An Assessment of Intrusion Detection using Machine Learning on Traffic
Statistical Data
Abstract
Detecting Zero-Day intrusions has been the goal of Cybersecurity,
especially intrusion detection for a long time. Machine learning is
believed to be the promising methodology to solve that problem, numerous
models have been proposed but a practical solution is still yet to come,
mainly due to the limitation caused by the out-of-date open datasets
available. In this paper, we propose an approach for Zero-Day intrusion
detection based on machine learning, using flow-based statistical data
generated by CICFlowMeter as training dataset. The machine learning
classification model used is selected from eight most popular
classification models, based on their cross validation results, in terms
of precision, recall, F1 value, area under curve (AUC) and time
overhead. Finally, the proposed system is tested on the testing dataset.

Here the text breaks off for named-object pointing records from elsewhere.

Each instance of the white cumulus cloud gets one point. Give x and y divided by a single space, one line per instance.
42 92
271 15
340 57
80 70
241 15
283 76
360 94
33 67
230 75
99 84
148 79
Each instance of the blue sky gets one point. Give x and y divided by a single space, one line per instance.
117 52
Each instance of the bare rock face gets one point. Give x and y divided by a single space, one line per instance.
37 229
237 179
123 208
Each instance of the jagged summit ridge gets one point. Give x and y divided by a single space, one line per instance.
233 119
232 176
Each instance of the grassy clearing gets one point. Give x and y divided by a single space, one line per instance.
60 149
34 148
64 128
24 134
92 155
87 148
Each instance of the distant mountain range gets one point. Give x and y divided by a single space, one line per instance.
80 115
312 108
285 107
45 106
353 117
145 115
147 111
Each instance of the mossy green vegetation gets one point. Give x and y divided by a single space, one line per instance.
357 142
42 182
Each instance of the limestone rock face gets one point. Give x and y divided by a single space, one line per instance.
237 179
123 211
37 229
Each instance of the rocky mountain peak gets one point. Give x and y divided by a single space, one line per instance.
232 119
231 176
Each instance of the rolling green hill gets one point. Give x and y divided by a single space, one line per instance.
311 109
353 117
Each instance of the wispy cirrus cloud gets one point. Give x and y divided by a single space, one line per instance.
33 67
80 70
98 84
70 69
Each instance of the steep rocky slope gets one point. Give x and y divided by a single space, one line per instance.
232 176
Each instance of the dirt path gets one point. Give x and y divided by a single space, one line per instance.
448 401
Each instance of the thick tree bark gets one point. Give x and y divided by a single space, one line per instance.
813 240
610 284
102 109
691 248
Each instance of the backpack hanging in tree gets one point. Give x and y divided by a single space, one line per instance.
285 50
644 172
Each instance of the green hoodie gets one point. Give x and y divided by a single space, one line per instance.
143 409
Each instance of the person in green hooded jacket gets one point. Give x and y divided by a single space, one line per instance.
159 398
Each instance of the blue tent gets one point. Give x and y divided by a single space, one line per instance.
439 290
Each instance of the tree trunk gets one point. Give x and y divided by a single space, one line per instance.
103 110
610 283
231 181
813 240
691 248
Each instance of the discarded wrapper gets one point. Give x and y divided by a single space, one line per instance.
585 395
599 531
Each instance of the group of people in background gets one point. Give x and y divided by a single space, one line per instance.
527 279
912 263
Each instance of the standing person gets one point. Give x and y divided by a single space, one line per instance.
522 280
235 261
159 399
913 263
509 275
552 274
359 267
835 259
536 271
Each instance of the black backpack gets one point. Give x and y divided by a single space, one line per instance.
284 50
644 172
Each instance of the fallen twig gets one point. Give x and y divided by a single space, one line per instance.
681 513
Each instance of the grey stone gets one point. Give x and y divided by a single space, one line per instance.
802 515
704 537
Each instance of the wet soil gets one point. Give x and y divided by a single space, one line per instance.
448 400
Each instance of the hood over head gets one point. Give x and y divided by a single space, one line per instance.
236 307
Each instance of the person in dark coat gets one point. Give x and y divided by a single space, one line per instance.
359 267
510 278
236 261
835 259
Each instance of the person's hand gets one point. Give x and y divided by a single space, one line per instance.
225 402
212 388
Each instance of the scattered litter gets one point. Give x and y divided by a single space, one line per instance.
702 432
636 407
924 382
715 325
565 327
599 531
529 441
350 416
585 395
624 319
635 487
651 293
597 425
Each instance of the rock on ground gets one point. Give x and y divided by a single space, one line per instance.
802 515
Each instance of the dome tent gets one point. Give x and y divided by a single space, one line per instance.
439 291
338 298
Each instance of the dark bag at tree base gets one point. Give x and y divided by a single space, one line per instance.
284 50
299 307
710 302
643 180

To evaluate the feasibility and efficiency of tested models, the testing
datasets are designed to contain novel types of intrusions (intrusions
have not been trained during the training process). The normal data in
the datasets are generated from real life traffic flows generated from
daily use. Promising results have been received with the accuracy as
high as almost 100%, false positive rate as low as nearly 0%, and with
a reasonable time overhead. We argue that with the proper selected flow
based statistical data, certain machine learning models such as MLP
classifier, Quadratic discriminant analysis, K-Neighbor classifier have
satisfying performance in detecting Zero-Day attacks.